"Other than music wire [1/8"] what material and hardware is used to make " sheet metal" landing gears? I am seeing gear bolted to both sides of a fuse, but if its soft enough to bend to shape, do you heat treat / temper aluminum to keep that shape? And axles are RC type axles? Much appreciated"
A few comments: You can use aluminum or titanium sheet gear, depending on what the gear is going on, and what you are trying to do. I have used both. You asked about aluminum, so let's skip ti.
For aluminum, you want an alloy with pretty high temper, meaning it will take a lot of stress before yielding. 2024 alloy with a T4 temper is excellent as it is a bit easier to bend than T3. A 6061-T6 is good. 7075-T6 is the strongest, but now we are talking about a material that is (much) harder to get, and much harder to bend. I would avoid anything other than these for landing gear.
The K&S website states that their .090 and .125 sheet is 6061-T6. You shouldn't need .125 for a stunt gear unless you are trying to make it very narrow....in which case why not use 1085 steel (ie. music wire).
If you try heating the aluminum material with a torch or other source that is hot enough to make it easier to bend, know that you are not going to get back all of the strength properties when it returns to room temperature. Therefore this technique should be avoided. I don't see how an average guy working in his garage is going to precipitation harden and solution treat aluminum, so.... Some aluminum alloys are not heat treatable, so the strength is increased by work hardening. If you take the torch to it, the grain size grows, the matrix distortion relaxes and the strength goes away. I suppose to could try to get it back by hitting it with a hammer--but then you have a landing gear that looks exactly like you hit it with a hammer....
You have a tradeoff when keeping the weight constant between increasing the thickness of the gear which is far more effective per ounce at stiffening it up, or increasing the width of the gear leg which lets it flex more. This also affects how difficult it is to bend during fabrication (and bend unintentionally when the landing isn't so great.) If you have access to a bending brake, then all you need to know is what the setback adjustment for the brake should be to provide the required bend radius. Each alloy, temper and thickness has a minimum safe bend radius that avoids overstress and cracking. for your material of choice, google up a bend radius chart for the exact material you are using. If you are bending to minimums, be sure to clean up the edges of the leg before bending to reduce the chances of a rough edge initiating a crack. Polish it if you are going to polish the gear anyway for a final finish. Also, you can orient the blank so that the bend line is 90 degrees from the rolled direction of the sheet. You can tell the rolled direction most easily by looking at the ink mill marks. They run the length of the sheet. 2024 alloy uses blue ink, and 6061 alloy uses red ink.

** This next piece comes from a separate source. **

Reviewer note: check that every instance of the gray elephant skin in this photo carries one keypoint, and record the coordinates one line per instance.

Don't use a scriber on aluminum parts during layout except for cut lines. A scribe mark is also potentially a crack initiator. A fine point Sharpie works well, though.
The bending moment on the gear leg increases the further you go from the wheel. So the gear should be wider at the fuse top to handle the increasing stress. A few formulas would give you the taper that would result in constant stress in the leg.
The R/C axles work, but those that I have seen are heavier than you really need. Even for a pretty big plane, you can use a 4-40 socket head cap screw with a solid shank. Just sandwich the gear with a nut on each side. Loctite is strongly recommended, else use an elastic stop nut.